As razões para scaling podem variar dependendo das áreas que a envolvem e podem implicar em correlacionar valores de diferentes ordens, em um exercício constante de transformação de unidades conhecidas em outras unidades. Mas a maior parte do raciocínio de escala tem a ver com as unidades de “grão” e “extensão”, com o olho humano no meio como parâmetro. No caso da entrevista, Kluge quer fazer Godard falar sobre o que é o cinema e certamente já o ouviu falar sobre o assunto diversas vezes, além de ter visto inúmeros de seus filmes como Histoires du Cinéma (1998), Pierrot le fou (1965 e Le Mépris (1963), nos quais expressa diretamente suas ideias sobre o assunto. Mas agora não apenas do ponto de vista da história, mas de outro, cuja escala dimensiona também o tempo e o espaço. As respostas de Godard relacionam o dispositivo do cinema com outros instrumentos visuais e não deixa de fora a associação com o conceito de inconsciente óptico de Walter Benjamin.

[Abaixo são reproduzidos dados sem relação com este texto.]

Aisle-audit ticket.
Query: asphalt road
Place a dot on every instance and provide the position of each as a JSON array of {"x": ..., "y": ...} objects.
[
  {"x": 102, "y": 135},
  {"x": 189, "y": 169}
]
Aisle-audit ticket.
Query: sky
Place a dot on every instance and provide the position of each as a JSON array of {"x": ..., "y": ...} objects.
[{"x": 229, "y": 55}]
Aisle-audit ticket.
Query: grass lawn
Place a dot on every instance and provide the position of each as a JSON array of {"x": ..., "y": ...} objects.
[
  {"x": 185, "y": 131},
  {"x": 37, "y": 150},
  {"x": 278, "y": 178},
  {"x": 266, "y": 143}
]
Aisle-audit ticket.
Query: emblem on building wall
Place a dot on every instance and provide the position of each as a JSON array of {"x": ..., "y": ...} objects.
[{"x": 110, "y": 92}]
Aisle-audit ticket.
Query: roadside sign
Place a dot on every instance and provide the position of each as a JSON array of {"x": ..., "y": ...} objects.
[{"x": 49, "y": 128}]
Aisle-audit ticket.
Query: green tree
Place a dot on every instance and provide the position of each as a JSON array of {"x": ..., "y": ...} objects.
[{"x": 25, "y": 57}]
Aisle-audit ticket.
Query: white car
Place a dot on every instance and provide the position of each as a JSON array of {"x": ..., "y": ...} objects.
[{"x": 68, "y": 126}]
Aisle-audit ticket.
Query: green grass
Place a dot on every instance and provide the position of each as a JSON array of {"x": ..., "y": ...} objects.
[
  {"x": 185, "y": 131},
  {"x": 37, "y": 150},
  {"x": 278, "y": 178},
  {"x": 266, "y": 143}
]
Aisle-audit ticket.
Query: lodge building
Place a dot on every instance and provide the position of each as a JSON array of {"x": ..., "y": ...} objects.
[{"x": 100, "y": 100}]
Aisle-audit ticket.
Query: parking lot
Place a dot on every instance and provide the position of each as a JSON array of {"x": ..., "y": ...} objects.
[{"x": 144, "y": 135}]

Na obra de Kluge, uma lembrança imediata sobre associação por escala é o tema da guerra como sua visão abstrata da morte à distância. No filme O poder dos sentimentos (1986), as imagens intermediadas por uma visão binocular, intercaladas pela monocular, iniciam e entrecortam o filme. Seja para ver o bombardeio de Halberstadt, cidade natal de Kluge, seja para ver a tragédia do incêndio do edifício Joelma, em São Paulo, em 1974. Em News and stories, no episódio Magazin: Feuer und Wasser, Kluge escala a proporção de 13 casas de bombeiros para 6 milhões de pessoas da cidade e conclui: não é uma proporção suficiente. Este mediador entre o olho e a imagem, às vezes com filtros coloridos e telescópios, posiciona entre imagens antigas a visão dos personagens e o espectador.2 Em A patriota, um joelho dá a medida da história alemã, deslocando o ponto de vista histórico e também o escópico, uma vez que o joelho se posiciona muito abaixo do olho. O joelho morto diz: “como eu posso escapar de uma história que irá nos matar a todos?”. Em O assalto do presente contra o restante do tempo (1985), os pés do chofer Max são enquadrados telescopicamente, pois o tempo de seu patrão depende justamente deles. Esses exemplos são modelos de deslocamentos a partir dos quais Kluge oferece ao espectador uma montagem particular que redimensiona o espaço, o tempo e a história.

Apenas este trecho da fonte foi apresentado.